When I got a nasty cut from a meat slicer, my manager wouldn't let me leave. He made me use gauze and bandaids which it was bleeding through. He then had me wrap it with the plastic wrap we use to wrap our meats with. It was never reported that I was injured.

I got burned and was told I didn't need to take time to report or bandage it because “burns can't get infected”.

When I got oven/grill cleaner in my eye, they told me to wait until tomorrow to report it so I could finish my closing shift because I would probably have to go to the hospital.

I ended up having to leave school because of this place. I literally wrote suicide notes and felt worthless. I never slept because of the stress of going back in. I had nightmares even. I once had a panic attack and a manager yelled at me and accused me of being on drugs. I would cry in my car for 30 minutes before I could drive home. I even fainted in my car driving home because of the stress.

My coworker got injured by cutting her finger and my manager tried to say it was MY fault because I was talking to her like 5 minutes before the cut. They also outwit scheduling her to close despite her being on light duty. Which they did not honor at all.

One of my coworkers was threatened by a customer because they misheard him say something (we all heard what he actually said) but she went home and told her husband. He came back to the store and told him he was going to kill my coworker. They wrote my coworker up for upsetting him instead of taking action.

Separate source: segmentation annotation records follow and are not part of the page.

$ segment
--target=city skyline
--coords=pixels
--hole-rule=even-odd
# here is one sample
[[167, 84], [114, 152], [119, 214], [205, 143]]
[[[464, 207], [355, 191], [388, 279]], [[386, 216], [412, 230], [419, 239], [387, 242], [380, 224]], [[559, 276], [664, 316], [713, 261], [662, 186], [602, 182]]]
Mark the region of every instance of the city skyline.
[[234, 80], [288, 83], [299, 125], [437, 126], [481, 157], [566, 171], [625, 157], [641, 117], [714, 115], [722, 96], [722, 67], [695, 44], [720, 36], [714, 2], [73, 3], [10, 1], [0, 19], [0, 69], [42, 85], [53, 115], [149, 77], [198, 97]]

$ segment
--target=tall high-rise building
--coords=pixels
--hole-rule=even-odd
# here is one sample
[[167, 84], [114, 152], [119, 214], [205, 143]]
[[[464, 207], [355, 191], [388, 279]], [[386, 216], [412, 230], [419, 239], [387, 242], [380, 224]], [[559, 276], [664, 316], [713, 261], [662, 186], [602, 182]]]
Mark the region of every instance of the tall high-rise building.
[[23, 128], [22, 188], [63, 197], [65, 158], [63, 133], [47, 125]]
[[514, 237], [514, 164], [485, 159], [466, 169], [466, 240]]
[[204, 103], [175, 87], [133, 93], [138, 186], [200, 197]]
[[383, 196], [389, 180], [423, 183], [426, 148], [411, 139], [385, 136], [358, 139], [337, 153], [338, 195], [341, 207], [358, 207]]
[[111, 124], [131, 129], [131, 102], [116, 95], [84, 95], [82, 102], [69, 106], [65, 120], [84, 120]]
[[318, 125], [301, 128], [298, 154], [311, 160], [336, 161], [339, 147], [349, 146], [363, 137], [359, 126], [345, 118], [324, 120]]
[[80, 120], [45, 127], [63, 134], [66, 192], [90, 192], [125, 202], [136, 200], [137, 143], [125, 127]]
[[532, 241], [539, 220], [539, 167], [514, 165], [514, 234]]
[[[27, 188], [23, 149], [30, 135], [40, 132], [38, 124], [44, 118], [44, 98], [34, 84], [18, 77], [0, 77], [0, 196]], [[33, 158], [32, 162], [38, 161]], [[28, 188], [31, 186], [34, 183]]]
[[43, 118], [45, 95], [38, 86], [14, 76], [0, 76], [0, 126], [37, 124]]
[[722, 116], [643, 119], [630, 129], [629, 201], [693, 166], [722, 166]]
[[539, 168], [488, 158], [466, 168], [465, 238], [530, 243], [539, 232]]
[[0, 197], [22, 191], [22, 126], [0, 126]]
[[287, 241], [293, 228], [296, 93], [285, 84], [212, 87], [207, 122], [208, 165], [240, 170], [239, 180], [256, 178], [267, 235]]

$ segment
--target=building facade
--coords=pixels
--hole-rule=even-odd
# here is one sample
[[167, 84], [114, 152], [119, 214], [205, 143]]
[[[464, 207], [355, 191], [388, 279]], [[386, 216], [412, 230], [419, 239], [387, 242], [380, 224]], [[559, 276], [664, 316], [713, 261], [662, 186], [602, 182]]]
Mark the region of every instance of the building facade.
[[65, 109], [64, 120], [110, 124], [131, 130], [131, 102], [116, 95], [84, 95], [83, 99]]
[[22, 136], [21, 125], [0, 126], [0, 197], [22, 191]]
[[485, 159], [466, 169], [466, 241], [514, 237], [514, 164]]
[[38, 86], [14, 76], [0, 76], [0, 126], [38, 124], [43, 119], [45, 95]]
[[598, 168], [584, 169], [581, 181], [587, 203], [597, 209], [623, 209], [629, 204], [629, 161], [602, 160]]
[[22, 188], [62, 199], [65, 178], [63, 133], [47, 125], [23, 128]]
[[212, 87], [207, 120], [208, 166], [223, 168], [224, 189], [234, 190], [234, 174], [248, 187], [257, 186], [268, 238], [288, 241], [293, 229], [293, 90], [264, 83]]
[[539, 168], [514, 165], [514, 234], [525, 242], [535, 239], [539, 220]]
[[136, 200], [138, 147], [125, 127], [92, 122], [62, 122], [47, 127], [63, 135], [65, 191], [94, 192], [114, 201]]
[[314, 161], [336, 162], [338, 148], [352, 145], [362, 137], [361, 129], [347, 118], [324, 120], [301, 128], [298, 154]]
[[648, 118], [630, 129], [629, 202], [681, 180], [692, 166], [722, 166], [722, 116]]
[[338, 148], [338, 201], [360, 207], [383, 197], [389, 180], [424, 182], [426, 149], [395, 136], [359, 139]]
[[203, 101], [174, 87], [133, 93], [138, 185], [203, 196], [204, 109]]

Finally, in 2021, almost 8 years after I started, I had a full breakdown. I got a note from my doctor for disability leave. And then a return with limited work. I was not supposed to be with customers. I was supposed to work 5am-10am and only work in the back doing production. My managers did not allow this. They kept ignoring my note (signed by my psychiatrist and therapist) and putting me on the counter ALONE with everyone else in the back. I finally put in my notice. When it came time to go back, I just…. Didn't. So I quit without notice.

I was so emotionally wrecked I couldn't even go shopping. I couldn't go places alone because I was a danger to myself. I still have nightmares. My therapist said I have mild ptsd from the abuse.

I need to get another job. I've used almost all my savings. I'm literally terrified it'll be more of the same. Trying to get on disability but it's an uphill battle.

Don't put up with abuse from retail and food service. Don't try to stick it out because you think you're the problem.